[RESPONDED] FW 13 7840U ACPI thermal readout problem

I hope to have answered all of them in a useful way.
If you have more questions or ideas let me know.

Yes, that was informative and helpful. Thanks.

Most likely by looking at the logs and EC source code.

I’ll start digging through the source for the EC and ectool when I have time then.

The fix needs to come from the ACPI supplier, going through Framework.

Sounds like Framework would have to chase the fix for this then. I guess I’ll create a support ticket or something when I have more info.

I wrote the hwmon driver for the CrOS EC

Nice. I was not aware of this driver; it looks useful. Unfortunately it seems my kernel was not shipped with it though, so I guess I’ll be compiling it soon.

The ACPI firmware exposes these readings under standard ACPI interfaces so it works everywhere.
But for example it misses the labels for the sensors, which my driver also exposes.
And there is data for which no standard ACPI interfaces may exist, so a dedicated driver makes sense.

Ah, so there are two interfaces.



I found some interesting information in the message thread about your v2 patches while looking into the driver you wrote. You’d have already read it, but I’ll reproduce it here for completeness sake.

Stephen Horvath:
Oh I see, I haven’t played around with the temp sensors until now, but I
can confirm the last temp sensor (cpu@4c / temp4) will randomly (every
~2-15 seconds) return EC_TEMP_SENSOR_ERROR (0xfe).
Unplugging the charger doesn’t seem to have any impact for me.
The related ACPI sensor also says 180.8°C.
I’ll probably create an issue or something shortly.
- [v2,1/2] hwmon: add ChromeOS EC driver - Patchwork
(corroborated by Guenter Roeck in the following message as well)

This matches my experience, so I guess this is a known issue. Checking with ectool temps all while the problem occues reports Sensor 3 error, so at least the EC handles the error even if ACPI doesn’t.

Would you happen to know what the status of his plan to create an issue is? It sounds to me like he’s referring to reporting this to Framework, so perhaps they’re already aware. If so, following or joining whatever existing effort there may be to track down the issue sounds beneficial.

It will only be part of v6.11, so no kernel shipped with it yet.
Backporting it will be a bit annoying because it also requires new utility functions and the MFD bits.

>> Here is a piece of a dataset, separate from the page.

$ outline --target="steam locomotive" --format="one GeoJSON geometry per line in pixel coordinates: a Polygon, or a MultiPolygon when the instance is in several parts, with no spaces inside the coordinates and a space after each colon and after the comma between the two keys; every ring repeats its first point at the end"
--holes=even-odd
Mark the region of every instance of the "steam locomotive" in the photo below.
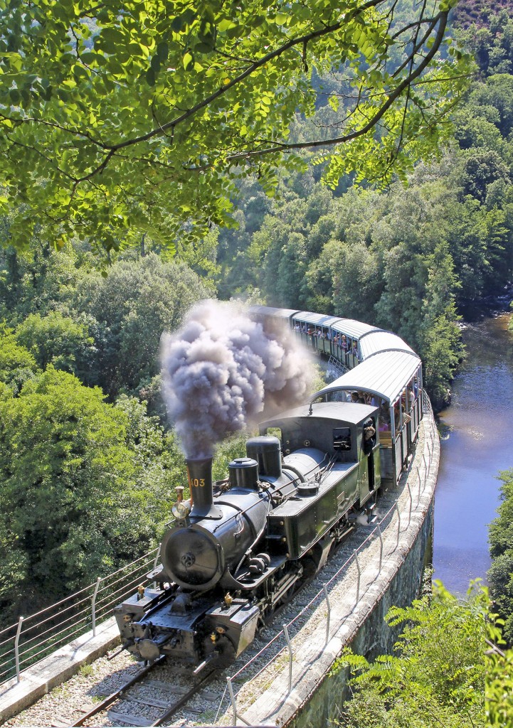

Both the ACPI firmware and the Linux driver read the data from the EC through the same interface. Same for ectool.
(I’m decently sure)

Good find, I forgot about that one.
No idea what became of the plan.

It will only be part of v6.11, so no kernel shipped with it yet.

Ah, of course. I probably don’t plan to compile and run an rc kernel, so I guess I’ll get it at release.

Same for ectool.
(I’m decently sure)

Hm. I think I don’t understand how the ACPI firmware is related to the EC. I imagined two interfaces for the hardware sensors: an EC interface and an ACPI interface, and thought the former correctly detected the error where the latter did not because ectool (EC interface) reported the error where acpi (ACPI interface) did not.
It seems like you are saying that the EC is the root source of the measurement that then exposes the temp sensors (including the error value) to the ACPI firmware that incorrectly reports the error value as a valid temp measurement.
Something like this:

hardware probe ─> EC ─> ACPI firmware
                  |     └─> interface (read by Linux kernel ACPI driver)
                  └─> interface (read by ectool and the ec_* drivers)

What is the correct relationship?

No idea what became of the plan.

Do you know if he has an account here that I could message him to ask? If not, I suppose I’ll email and ask? Unless it’s better if you do it.

Exactly.

ACPI is only a bytecode definition that can be used to map standard datastructures and interfaces to the concrete hardware implementations on the platform.
As the sensor is hooked up to the EC, the ACPI functions also read the EC memory map.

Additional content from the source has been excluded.